For the misfire - try swapping coil on plug packs - see if the CEL follows the cylinder or the coil on plug pack.
Getting a P0420 code with a new replacement cat sounds like the downstream O2 sensor (after cat) is reading poorly or dying. Replacing it may or may not fix the CEL - depends on a number of factors. Might be able to trick it with the sprak plug defouler trick - basically pulling the downstream O2 sensor away from the exhaust stream - making it read a little differently. That would be the least expensive/quickest way to see if it will get around the P0420 code.
The other strange behavior - I'd look at cleaning the MAF sensor and throttle body first. Check for obvious damage to the airbox, tubing leading to the throttle body, any missing or loose vacuum hoses. Might also try cleaning the IAC valve - little tougher to get at, but worth cleaning in hard to diagnosis situations. The symptoms you are describing sound like a classic vacuum leak. Could be a leak around the induction system (airbox, throttle body, intake manifold, EVAP system, etc.) - could also be a leak in the exhaust system, either right at the front pipe where the exhaust manifold runs to the pre-cat, or close to the O2 sensors.
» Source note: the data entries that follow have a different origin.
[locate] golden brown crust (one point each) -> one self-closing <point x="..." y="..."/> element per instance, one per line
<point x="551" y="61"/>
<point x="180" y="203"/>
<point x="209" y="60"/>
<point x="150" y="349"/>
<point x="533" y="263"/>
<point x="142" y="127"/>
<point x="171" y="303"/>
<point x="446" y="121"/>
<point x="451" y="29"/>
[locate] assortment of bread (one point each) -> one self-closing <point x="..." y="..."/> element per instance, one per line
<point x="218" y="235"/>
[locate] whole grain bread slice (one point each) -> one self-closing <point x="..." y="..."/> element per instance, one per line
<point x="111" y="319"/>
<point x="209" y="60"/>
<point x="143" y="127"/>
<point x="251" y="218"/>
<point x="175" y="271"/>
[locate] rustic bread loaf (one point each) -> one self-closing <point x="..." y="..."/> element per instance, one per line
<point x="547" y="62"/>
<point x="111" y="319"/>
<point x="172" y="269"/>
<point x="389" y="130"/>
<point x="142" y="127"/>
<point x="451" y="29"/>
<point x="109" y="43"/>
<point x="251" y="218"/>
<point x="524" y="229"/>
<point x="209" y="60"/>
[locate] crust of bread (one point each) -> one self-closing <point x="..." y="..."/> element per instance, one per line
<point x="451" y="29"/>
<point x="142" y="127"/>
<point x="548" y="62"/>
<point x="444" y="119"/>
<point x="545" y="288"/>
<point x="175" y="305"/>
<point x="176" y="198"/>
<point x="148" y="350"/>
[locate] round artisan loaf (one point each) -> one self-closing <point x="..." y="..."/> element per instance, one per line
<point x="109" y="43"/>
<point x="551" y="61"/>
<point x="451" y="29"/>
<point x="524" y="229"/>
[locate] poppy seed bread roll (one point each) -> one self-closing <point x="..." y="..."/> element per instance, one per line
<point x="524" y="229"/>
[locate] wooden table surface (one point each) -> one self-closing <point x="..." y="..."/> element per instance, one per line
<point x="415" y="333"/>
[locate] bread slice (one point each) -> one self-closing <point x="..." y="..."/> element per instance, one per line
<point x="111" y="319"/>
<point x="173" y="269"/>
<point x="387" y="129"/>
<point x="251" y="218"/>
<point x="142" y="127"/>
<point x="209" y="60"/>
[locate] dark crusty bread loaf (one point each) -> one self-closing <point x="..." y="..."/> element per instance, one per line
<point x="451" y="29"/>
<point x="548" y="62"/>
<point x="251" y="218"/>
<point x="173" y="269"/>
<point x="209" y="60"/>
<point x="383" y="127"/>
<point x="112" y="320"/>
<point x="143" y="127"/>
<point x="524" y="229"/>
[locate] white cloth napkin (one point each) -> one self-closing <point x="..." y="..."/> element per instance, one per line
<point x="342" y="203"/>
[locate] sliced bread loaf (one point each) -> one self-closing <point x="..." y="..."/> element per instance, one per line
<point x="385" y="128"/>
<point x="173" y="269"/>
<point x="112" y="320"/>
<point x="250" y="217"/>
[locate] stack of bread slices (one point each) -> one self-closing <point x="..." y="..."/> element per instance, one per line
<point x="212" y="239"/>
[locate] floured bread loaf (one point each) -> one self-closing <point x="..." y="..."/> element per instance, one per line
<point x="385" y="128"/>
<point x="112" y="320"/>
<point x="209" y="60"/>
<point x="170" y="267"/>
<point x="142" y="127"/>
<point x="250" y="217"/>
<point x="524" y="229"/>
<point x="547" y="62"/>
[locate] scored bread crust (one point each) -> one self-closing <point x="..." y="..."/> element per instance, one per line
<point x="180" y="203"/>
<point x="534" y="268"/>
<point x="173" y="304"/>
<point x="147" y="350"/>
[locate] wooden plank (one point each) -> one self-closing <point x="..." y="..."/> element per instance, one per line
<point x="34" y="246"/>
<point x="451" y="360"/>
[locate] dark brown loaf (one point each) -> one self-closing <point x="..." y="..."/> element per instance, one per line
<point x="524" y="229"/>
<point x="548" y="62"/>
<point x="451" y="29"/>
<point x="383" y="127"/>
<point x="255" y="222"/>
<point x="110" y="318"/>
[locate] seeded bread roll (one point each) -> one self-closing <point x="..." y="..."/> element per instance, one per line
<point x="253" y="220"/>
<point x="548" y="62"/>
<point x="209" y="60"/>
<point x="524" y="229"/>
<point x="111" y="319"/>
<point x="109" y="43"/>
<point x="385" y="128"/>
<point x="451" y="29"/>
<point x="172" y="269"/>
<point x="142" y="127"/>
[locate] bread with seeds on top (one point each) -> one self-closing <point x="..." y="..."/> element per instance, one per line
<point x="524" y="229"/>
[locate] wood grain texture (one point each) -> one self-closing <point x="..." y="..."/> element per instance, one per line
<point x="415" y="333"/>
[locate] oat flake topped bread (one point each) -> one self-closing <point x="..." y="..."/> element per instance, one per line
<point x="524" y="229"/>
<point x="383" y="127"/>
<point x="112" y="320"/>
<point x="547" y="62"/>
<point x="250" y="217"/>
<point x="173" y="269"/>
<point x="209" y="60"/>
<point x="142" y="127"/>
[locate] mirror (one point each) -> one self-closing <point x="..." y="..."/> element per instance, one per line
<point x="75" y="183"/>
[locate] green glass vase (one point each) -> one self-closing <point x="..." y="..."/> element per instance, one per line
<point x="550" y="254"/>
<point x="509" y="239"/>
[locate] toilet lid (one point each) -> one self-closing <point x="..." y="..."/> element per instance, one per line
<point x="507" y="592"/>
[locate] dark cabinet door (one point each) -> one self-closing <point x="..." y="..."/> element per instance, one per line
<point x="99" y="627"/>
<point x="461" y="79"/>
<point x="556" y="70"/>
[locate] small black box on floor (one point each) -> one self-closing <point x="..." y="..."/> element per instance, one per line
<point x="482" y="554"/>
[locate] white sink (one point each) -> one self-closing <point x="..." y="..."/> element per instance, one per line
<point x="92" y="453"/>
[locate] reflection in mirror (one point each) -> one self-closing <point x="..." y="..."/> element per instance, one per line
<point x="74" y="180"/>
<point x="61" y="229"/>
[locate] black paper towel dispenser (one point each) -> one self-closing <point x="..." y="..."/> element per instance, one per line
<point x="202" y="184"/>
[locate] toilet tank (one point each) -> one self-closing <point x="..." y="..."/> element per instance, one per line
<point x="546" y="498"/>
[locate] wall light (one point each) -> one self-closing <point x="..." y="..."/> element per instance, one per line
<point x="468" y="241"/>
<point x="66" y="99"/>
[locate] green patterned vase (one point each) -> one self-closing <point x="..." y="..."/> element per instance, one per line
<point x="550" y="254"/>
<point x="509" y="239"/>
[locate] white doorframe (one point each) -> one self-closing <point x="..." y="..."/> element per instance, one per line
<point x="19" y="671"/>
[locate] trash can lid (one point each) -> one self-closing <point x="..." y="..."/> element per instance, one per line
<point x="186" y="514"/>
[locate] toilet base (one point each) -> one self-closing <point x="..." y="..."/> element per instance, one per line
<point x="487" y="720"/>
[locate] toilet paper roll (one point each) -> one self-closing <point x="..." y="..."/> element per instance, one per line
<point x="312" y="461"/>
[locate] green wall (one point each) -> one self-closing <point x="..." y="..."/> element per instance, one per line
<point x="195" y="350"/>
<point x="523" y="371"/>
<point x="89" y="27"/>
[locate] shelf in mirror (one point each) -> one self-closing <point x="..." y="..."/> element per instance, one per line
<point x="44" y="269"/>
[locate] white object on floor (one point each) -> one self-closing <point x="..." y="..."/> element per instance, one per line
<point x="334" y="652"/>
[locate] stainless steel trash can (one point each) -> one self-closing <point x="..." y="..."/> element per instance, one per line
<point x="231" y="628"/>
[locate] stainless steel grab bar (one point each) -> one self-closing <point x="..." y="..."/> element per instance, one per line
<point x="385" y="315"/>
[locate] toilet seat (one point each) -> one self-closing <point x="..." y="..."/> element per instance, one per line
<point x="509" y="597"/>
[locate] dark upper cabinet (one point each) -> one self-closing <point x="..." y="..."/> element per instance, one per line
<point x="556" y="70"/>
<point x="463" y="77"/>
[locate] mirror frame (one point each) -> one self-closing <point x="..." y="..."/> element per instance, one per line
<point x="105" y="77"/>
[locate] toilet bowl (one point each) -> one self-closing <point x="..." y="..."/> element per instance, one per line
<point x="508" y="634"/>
There is also a low probabiliy that all this is caused by a faulty coolant temperature sensor or faulty chassis ground/EMI/RF noise. Incorrect coolant temperature reported to the ECM can cause misfires and screw up the air/fuel mix enough to trigger a P0420 code. Electrical noise can cause all sorts of problems, many are hard to troubleshoot as they jump around to seemingly unrelated systems. The coolant sensor is on the right side (driver's side) of the engine - right behind the radiator hose, has an electrical connector with brown and white wires running to it. There is also a radio setting condenser (capacitor) that helps limit EMI/RF noise in the ignition system right behind it - might be a good idea to check those connections, the capacitor - just have to replace it to test, the coolant sensor - you can check if you have a mutlimeter handy. Toss it into water, heat it up and see that the resistance changes (temp goes up, resistance goes down).